What is the cause of atherosclerotic heart disease? I reviewed this article for the sole purpose of improving my understanding of the etiology or cause of clinically relevant heart disease. Many people fail to understand how atherosclerosis forms; they think it is a disease of adulthood. They do not understand the importance of time and how a lifetime of exposure to cholesterol and the various lipoproteins (like LDL) is the driving factor that ends in a heart attack later in life. What we eat during our formative years impacts our risk for a heart attack 5 decades later. Should we be treating these LDL and ApoB levels earlier? Can heart disease be eradicated if we do? This paper raises interesting and important questions.
If you are active online, you may have read that some people believe that your LDL cholesterol levels don’t matter as much as we previously thought. First… that has not been proven, and that is not what the cardiology community thinks. Are you ready to roll the dice on the biggest wager of your life and not pay attention to your LDL or ApoB levels? I’m not. Read on, please… this is important.

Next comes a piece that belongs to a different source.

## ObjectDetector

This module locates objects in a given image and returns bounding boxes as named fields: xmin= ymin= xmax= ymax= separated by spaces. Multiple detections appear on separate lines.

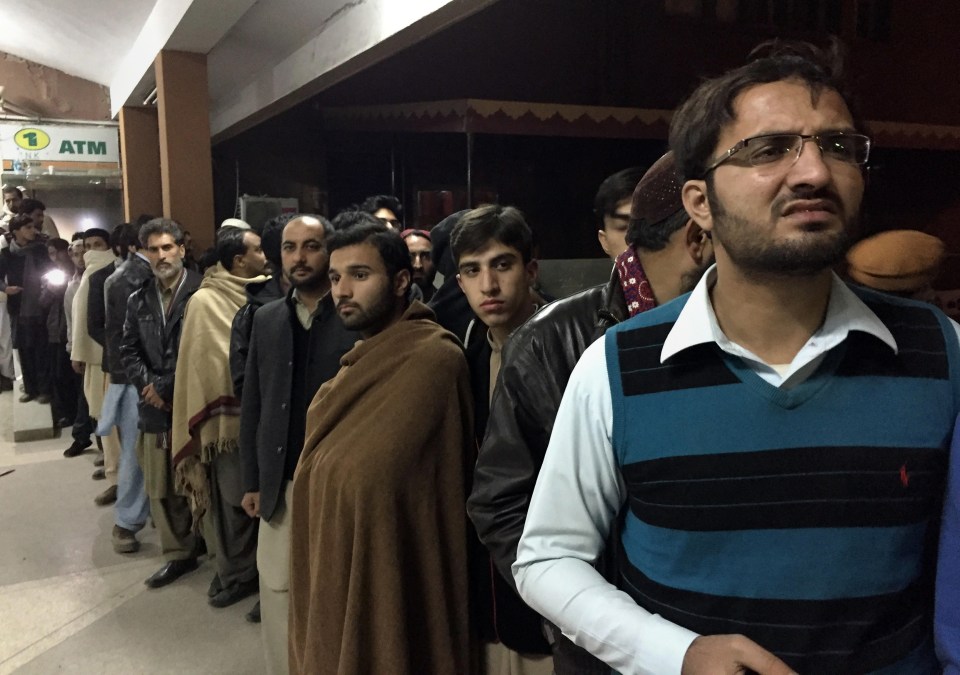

Each LDL particle is carried around in the blood by one particle of Apolipoprotein B (ApoB). Since LDL particles can be large, small, or even tiny remnants, it appears that your ApoB levels are the more important determinant of your overall risk of atherosclerotic heart disease. That’s because if you have large LDL particles, your LDL burden might appear high, but your particle number, which we determine by your ApoB will not be large. On the contrary, if you have many smaller LDL particles, your LDL level might be normal, but your ApoB will be high. Larger LDL particles, and thus a lower ApoB might be more “protective” or might minimize your risk of developing atherosclerosis at a young age. We are not sure of this… but this appears to be the trend for now. Science evolves, all facts have a half-life, and science is complicated— therefore, as the science changes, this post will change too ;-).
LDL causes heart disease because the LDL particle in your blood can cross into the wall of the blood vessels. Once in the wall, the LDL particle can be oxidized (OxPL). White blood cells called macrophages enter the wall to engulf these oxidized particles. These macrophages are now called foam cells. Those foam cells can die, and as the process continues, this causes a large “plaque” to form. This plaque is made up of cholesterol crystals and all the living and dead foam cells. That plaque initially forms and stays within the blood vessel’s wall. This will stiffen the wall of the blood vessel. That in and of itself can be a leading cause of hypertension or high blood pressure.
LDL by itself is not both necessary and sufficient to cause heart disease. Inflammation must also be present to create the changes to the LDL molecule within the blood vessel wall that leads to plaque formation.
A cell called the endothelium lines the inside of the blood vessel (lumen). The endothelium is a thin single layer of cells. A healthy endothelium keeps the blood in the vessel from clotting. If a plaque inside the vessel’s wall becomes large enough, it can rupture through the endothelial wall. Now the plaque is inside the blood vessel. That “plaque rupture” causes the blood to clot, leading to a heart attack.
Here is an important concept. Scientists find that plaque formation can start to occur in our early teens. Yes, our early teens. But we typically do not see clinically relevant events (heart attacks) until decades later. Why is that? It’s because LDL-related plaques take decades to become large enough to become a clinical burden. This is why this is a hard issue to study. Most drug trials last 6 mos or a few years at most. It’s hard to prove that an effect took place if the natural process takes decades to develop. So, if a new drug such as a PCSK9 inhibitor reports a 15% drop in cardiac events over a short time, imagine what a paper might show if that drug was pulsed (given for a year, then stopped and repeated) over someone’s lifetime.
Your risk of heart disease is a time-dependent issue… it is your LDL or ApoB levels multiplied by the number of decades that your blood vessel walls have been exposed to it. This is what we refer to as an area under the curve (AUC) issue. The area under the curve which shows your LDL burden over the decades is the determinant of risk. Many chronic metabolic conditions such as insulin resistance, type 2 diabetes, and others are also AUC-related diseases. The longer you suffer from them, the higher your risk of having a clinically relevant complication.
So if you are 60, you have had 50+ years of these ApoB/LDL particles seeping into your vessel walls. This is how atherosclerotic heart disease evolves. This is why the younger we are when we sit up and pay attention, the better off we are. Some plaques, if the LDL/ApoB levels are dropped low enough, might regress. They will become smaller. That happens more easily when we are young. We are never too young to pay attention to what we eat.
What the paper below proposes is decreasing the LDL/ApoB burden starting at a younger age. The reasoning seems logical enough. It will take a long while until these studies are completed… so for now, keep in mind that your children do not have a free pass against an accumulated burden of LDL/ApoB-related plaque. What they eat when they’re young is affecting their artery wall now.
When you speak with your doctor about lab tests to determine your cardiac risk profile, it is important to ask them to check your ApoB levels. Many articles, including this recent one (November 2021), have shown that ApoB and not LDL better predict your risk for a cardiac event.